An ‘honeymoon effect’ is now believed to be behind the increase in suicides.
An Australian survey has found the suicide rate has increased by 7 per cent since 2010.
Suicide is the second leading cause of death in Australia and in Queensland the rate of suicide is the highest in the nation.
The Australian Bureau of Statistics’ (ABS) suicide survey found the increase was due to the recession, unemployment and mental health issues.
Its findings have been met with concern by the National Suicide Prevention Lifeline, which says it has heard of over 100 calls for help since the survey was conducted.
“It’s pretty obvious that the honeymoon effect is occurring, and I think it’s pretty well documented,” NSPL Lifeline Director Dr John Brown said.
Dr Brown said the suicide toll could be as high as 150,000 people in the state, as many as the number of people in Queensland.
Queensland’s suicide rate is higher than the national average, but it is still well below other states.
Brisbane suicide toll rises to 715 Queysland Premier Annastacia Palaszczuk has announced a plan to increase funding for the Queensland suicide hotline.
Ms Palaszlczuk said more resources would be provided to help those who are seeking help, but added she would not be providing extra funds to the national helpline.
She said the Queensland Government was aware of the findings and was working on a plan for future funding.

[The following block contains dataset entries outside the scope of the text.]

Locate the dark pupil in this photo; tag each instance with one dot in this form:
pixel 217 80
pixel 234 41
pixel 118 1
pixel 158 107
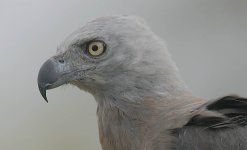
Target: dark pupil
pixel 94 47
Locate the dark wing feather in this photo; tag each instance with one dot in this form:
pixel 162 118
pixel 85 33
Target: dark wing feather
pixel 228 131
pixel 232 108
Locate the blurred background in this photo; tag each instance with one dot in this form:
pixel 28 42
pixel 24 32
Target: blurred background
pixel 207 38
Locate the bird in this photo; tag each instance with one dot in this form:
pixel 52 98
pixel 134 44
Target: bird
pixel 142 101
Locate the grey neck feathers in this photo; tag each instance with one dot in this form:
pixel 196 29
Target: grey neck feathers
pixel 138 116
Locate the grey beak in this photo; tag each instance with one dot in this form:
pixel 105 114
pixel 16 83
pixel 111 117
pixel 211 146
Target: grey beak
pixel 47 77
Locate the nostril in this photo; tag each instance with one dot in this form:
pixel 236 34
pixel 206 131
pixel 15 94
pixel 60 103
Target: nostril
pixel 61 60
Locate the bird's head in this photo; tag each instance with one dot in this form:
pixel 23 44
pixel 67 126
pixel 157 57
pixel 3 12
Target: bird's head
pixel 109 54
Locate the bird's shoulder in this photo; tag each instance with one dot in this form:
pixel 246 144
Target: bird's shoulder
pixel 223 113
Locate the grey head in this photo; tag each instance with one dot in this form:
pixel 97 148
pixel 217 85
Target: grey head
pixel 111 55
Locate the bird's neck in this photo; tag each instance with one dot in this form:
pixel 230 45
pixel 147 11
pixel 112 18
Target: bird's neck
pixel 127 124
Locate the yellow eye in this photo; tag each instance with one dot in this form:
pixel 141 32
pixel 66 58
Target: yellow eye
pixel 96 48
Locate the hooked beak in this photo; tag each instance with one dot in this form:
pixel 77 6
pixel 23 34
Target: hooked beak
pixel 49 77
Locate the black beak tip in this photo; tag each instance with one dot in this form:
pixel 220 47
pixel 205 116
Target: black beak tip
pixel 42 91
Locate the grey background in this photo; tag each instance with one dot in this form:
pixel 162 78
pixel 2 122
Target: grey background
pixel 208 40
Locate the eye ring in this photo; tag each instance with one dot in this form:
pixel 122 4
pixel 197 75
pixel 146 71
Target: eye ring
pixel 96 48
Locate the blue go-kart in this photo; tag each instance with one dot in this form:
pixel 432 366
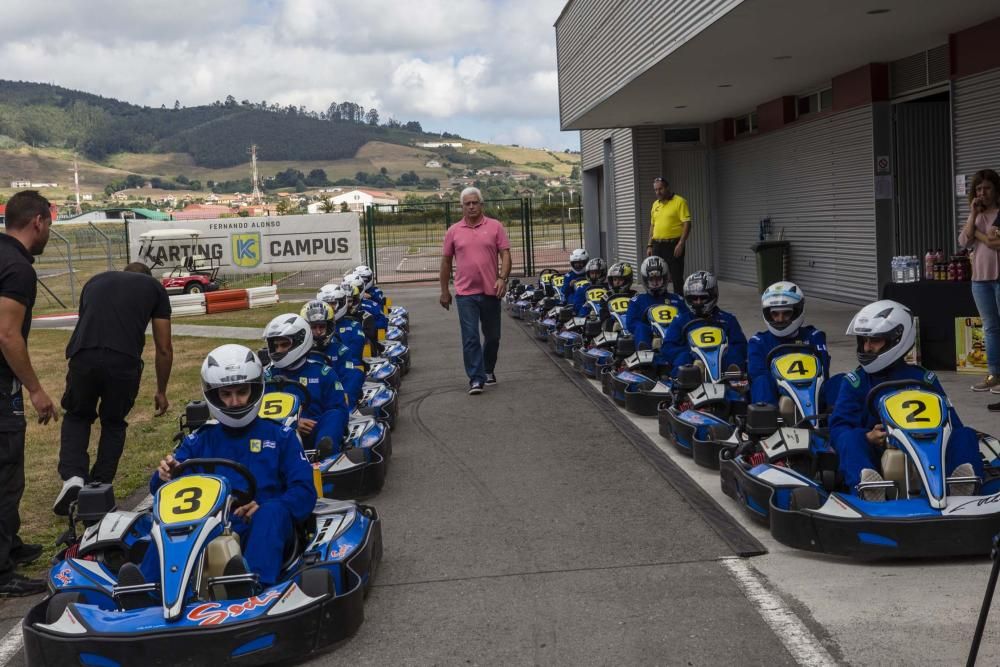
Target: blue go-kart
pixel 100 610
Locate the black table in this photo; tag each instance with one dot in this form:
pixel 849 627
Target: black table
pixel 937 303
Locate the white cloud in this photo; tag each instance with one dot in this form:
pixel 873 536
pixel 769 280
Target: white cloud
pixel 480 64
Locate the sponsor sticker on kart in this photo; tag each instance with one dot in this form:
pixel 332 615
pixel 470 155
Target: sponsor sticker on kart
pixel 662 314
pixel 797 366
pixel 706 337
pixel 914 409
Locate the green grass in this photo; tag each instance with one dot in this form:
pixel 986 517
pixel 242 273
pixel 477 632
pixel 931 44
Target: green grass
pixel 149 438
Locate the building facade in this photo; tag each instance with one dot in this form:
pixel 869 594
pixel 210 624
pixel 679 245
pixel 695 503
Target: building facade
pixel 850 131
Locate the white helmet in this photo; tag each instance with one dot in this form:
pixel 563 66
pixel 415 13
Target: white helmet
pixel 294 328
pixel 231 366
pixel 366 275
pixel 889 320
pixel 783 296
pixel 338 297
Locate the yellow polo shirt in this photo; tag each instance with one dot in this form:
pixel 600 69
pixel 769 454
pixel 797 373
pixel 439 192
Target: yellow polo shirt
pixel 669 217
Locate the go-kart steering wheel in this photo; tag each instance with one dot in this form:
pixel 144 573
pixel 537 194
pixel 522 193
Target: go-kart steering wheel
pixel 241 497
pixel 880 388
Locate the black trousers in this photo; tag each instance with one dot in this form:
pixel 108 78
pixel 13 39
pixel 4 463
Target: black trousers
pixel 97 376
pixel 11 490
pixel 664 249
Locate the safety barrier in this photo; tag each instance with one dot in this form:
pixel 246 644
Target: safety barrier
pixel 223 301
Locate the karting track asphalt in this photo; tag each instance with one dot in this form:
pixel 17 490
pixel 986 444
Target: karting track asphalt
pixel 521 527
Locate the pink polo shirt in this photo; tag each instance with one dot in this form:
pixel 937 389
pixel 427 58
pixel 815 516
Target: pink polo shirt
pixel 476 251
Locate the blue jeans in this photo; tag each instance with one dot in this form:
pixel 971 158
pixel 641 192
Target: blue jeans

Mental health crisis in Queensland is a national issue Queursland’s Suicide Prevention and Crisis Intervention Service (SPICIS) is providing support to those who have experienced a mental health crisis, such as an attempted suicide or a suicide attempt, and has increased services for the first time in nearly 10 years.
Chief executive of the Queensland Mental Health Service, Catherine Smith, said the service had increased the number and types of support services available for people who had mental health challenges.
In a statement, Ms Smith said more than 1,400 services were currently in place across the state and that it was working to meet demand.
If you or someone you know needs help please call Lifeline on 13 11 14.